On the other hand, the need of our day is every bit as acute as when Jesus walked physically on the earth. Furthermore, the truth He taught remains the only antidote to the world’s spiritual poison. The insight of the parables, the beauty of the Beatitudes, the woes against the ways of the outwardly religious Pharisees are not at all out of style or step with the times. While we cannot preach like Jesus in certain ways, we must follow his example in some significant identifiable ways.
The key lies in distinguishing the person of Jesus from the preaching of Jesus, His divine prerogatives from His human performance. In other words, if our preaching can reflect Him rather than merely mimic Him, our preaching can honor Him. Jesus’ preaching was both Self-centered and God-centered, while ours can only be the latter. If we can distinguish between the aspects of His preaching that belong solely to His deity and those characteristics that can still be communicated by earthen vessels, we can learn how to reflect Him better when we preach.
Once we take a step back from His person and evaluate His preaching, we understand five key ways in which Jesus preached Himself. One could easily find additional ways that Jesus preached Himself which we can emulate, but these core issues should mark and define our preaching as they did His.

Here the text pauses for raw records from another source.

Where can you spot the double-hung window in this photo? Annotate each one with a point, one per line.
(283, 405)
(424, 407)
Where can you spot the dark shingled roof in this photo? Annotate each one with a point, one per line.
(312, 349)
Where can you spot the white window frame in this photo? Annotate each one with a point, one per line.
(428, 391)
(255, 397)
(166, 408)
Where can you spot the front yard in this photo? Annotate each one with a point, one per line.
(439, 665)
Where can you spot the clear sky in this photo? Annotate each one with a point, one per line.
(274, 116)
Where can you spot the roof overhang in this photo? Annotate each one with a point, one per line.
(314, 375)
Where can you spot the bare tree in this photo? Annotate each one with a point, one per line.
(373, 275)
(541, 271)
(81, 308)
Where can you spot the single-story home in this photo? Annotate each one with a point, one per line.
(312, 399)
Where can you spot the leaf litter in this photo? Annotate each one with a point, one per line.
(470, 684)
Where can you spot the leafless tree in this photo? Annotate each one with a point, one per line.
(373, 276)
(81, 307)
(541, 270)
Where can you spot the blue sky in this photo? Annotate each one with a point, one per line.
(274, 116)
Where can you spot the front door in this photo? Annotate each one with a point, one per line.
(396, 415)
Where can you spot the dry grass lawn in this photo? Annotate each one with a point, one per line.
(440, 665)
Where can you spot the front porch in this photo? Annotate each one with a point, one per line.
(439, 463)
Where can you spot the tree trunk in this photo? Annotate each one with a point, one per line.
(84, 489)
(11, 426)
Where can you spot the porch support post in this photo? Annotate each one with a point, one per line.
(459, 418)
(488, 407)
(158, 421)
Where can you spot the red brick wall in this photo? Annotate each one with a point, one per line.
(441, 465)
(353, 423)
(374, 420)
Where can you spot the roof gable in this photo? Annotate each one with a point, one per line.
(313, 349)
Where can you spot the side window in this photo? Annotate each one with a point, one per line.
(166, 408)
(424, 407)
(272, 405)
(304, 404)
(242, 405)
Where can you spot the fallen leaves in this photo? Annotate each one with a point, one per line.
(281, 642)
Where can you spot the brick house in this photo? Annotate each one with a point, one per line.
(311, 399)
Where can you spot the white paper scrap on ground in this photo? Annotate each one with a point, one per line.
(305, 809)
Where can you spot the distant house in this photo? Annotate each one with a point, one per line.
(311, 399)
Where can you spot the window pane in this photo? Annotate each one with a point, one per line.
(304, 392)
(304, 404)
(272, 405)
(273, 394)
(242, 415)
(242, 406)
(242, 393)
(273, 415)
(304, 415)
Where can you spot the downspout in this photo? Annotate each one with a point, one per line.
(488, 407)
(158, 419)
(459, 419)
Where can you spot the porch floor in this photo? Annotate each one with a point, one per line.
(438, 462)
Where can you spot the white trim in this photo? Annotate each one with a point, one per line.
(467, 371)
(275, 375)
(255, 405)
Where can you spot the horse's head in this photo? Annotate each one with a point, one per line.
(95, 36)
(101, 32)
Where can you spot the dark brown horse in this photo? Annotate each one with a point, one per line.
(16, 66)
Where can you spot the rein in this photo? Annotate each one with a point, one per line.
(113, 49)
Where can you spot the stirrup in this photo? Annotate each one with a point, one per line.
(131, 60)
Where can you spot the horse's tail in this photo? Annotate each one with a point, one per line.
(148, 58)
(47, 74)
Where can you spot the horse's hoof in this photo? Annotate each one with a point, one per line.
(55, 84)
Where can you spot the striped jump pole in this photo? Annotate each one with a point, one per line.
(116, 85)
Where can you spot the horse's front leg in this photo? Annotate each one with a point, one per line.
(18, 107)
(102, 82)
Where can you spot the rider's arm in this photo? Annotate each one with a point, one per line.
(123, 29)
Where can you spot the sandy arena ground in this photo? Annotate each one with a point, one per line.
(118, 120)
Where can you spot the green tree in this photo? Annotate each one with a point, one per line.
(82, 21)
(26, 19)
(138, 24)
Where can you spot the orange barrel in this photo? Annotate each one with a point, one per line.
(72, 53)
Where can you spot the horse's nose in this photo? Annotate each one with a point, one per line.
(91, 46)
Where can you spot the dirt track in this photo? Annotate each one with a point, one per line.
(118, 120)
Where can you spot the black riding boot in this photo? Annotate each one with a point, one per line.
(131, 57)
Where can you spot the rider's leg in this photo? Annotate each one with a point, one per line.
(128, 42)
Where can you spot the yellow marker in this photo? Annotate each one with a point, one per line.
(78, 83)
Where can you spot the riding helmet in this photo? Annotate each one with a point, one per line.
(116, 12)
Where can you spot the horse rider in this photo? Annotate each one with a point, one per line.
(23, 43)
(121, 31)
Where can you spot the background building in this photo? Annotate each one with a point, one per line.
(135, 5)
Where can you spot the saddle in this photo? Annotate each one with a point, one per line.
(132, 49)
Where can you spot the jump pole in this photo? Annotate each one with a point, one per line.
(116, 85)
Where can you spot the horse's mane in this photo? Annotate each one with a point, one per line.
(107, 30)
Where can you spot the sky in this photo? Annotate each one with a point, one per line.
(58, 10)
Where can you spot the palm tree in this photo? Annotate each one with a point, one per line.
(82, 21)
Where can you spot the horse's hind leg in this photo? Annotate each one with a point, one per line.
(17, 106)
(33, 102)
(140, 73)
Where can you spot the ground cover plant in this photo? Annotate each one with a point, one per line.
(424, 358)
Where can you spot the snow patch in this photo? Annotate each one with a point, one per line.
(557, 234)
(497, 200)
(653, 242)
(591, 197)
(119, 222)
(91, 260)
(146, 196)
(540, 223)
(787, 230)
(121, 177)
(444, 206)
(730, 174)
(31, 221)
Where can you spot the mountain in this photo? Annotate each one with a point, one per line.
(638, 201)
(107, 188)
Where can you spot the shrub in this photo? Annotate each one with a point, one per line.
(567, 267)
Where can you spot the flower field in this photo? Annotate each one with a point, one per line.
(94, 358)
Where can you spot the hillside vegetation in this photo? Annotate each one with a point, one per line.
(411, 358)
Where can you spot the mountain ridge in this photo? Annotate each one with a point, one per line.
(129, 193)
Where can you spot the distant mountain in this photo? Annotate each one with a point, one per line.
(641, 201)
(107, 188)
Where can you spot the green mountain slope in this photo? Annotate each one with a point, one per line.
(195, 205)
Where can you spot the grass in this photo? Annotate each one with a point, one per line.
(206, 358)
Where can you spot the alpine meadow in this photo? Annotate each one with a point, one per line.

Whenever Jesus preached, He always preached and pushed for a decision. He never concluded a discourse with, “But that’s just what I think. You might feel differently.” He forced a crisis, asked for a verdict, often confronting His audience with only two options — follow or don’t, be wise or be foolish, sell all or turn back, be a sheep or a goat! He forced his followers to face their future and to take responsibility for their actions. He made it clear that indecision was impossible because making no decision was actually making the choice to reject Him and His message.